What really distinguishes participants of TEFR09 from leisure athletes normally participating in marathon events is the amount of training they undertake: the TEFR09 participants had run a mean of 5,523 km (SD 1,874 km, range 2,500 km to 11,440 km) in the last year with a training volume of 106.3 km per week (SD 35.3 km/week, range 50 km to 200 km/week) . This reflects a much more extensive training and pre-race running experience compared to participants of normal (half-) marathon distances (for example, average weekly workload of 14 km of a cohort in a previous study on (half-)marathon runners ). This difference in training volume has also been reported by others  who stated that the emphasis during leisure training is usually more on speed, whereas ultramarathoners focus on duration and thus on endurance. Given their training workload, TEFR09 participants were extremely adapted to the demands of ultramarathon running. This is also supported by the observation that the participants' ultimate goal was completion of the whole multistage race rather than winning single stages. Accordingly, a rather low incidence of exercise-associated hyponatremia in ultramarathoners is reported [33, 57] and short term disturbances to the homeostasis of electrolytes or coagulation that may dominate during short race distances in less trained leisure athletes are rather unlikely to have contributed to the present results.
Given our above-mentioned criteria of substantiality and reversibility of present GM volume reductions only a subset of the discussed factors seem more likely than others to have contributed to present results. The loss of proteins as a likely relevant factor is further supported by the apparently strong common variation of body weight and GM volume which both returned to the baseline after 8 months. Furthermore, it is not unlikely that the return to baseline also aligned with hypercortisolism and possibly hyponatremia.

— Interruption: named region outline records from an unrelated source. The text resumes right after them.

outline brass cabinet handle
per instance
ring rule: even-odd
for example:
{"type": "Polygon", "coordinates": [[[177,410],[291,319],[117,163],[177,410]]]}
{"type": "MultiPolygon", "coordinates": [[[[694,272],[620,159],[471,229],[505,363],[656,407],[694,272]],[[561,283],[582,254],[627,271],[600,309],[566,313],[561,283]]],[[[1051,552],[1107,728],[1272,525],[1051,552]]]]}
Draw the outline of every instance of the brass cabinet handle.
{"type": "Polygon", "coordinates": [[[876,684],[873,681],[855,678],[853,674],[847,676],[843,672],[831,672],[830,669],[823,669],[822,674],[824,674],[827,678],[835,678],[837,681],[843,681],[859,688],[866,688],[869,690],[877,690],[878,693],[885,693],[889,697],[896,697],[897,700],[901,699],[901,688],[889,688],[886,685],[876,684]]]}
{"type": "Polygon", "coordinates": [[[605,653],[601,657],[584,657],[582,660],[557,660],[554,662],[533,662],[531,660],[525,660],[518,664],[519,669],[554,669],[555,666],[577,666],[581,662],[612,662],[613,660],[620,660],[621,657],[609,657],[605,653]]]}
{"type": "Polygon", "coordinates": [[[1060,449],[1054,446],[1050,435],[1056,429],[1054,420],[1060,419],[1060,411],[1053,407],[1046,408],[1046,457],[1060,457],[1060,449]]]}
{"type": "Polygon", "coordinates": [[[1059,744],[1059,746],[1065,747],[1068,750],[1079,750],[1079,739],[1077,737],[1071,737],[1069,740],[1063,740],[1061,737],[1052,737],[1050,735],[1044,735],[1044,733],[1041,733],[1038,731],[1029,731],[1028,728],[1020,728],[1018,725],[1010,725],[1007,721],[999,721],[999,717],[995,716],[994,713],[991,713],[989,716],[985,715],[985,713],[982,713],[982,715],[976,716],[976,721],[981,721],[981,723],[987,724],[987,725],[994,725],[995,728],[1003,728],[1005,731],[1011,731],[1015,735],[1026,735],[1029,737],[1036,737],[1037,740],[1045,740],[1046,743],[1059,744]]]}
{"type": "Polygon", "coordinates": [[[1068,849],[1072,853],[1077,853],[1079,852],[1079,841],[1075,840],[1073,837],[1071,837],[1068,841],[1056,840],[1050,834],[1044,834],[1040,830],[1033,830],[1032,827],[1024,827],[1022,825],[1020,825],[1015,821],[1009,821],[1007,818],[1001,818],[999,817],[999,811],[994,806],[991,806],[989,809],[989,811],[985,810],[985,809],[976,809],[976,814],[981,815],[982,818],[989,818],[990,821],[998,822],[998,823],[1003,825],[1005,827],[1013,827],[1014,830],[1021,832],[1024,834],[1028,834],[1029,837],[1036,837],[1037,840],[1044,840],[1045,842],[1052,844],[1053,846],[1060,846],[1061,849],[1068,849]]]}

Therefore, further research is needed to find out each factor's contribution and their possible interaction leading to substantial and reversible GM volume loss during very long distance running.
Strengths and limits
The main strength of this study was its unique setting with a naturalistic and continuous observation of ultraendurance athletes reaching the limits of physical endurance. However, this setup entailed its own limitation since the number of participating athletes was small and attendance varied. Nevertheless, this is the first study to report brain volume changes or possible brain lesions of multistage ultramarathon runners observed during the race with a mobile MRI scanner. Since this truck-mounted scanner was available only for the run, scanning before the race and on follow-up had to be performed on different scanners although these MRI scanners were identical models and used identical sequence parameters. Due to the scanning on different scanners this report is limited to the exploration of global brain volumes, which are thought to be much less sensitive to the problem of using different MRI scanners than voxel based morphometric analyses of regional volume differences. Furthermore, a calculation of total intracranial volume has shown that measurements were nearly identical across the different scanners. Variations of intracranial volumes were statistically insignificant and with 0.3% of the total more than a magnitude less than observed gray matter volume changes of 6%. Also, the results are deemed plausible, since the measurements during the race were performed on the same mobile scanner and the volume decrease continues from timepoint 1 over 2 to 3. This is expected because of the protracted metabolic load during the run. Systematic errors due to the change of the scanner between timepoint 1 and 2 would affect only the first comparison.
Therefore, present results on GM volumes changes over time are thought to be robust, although they had to be acquired on different scanners.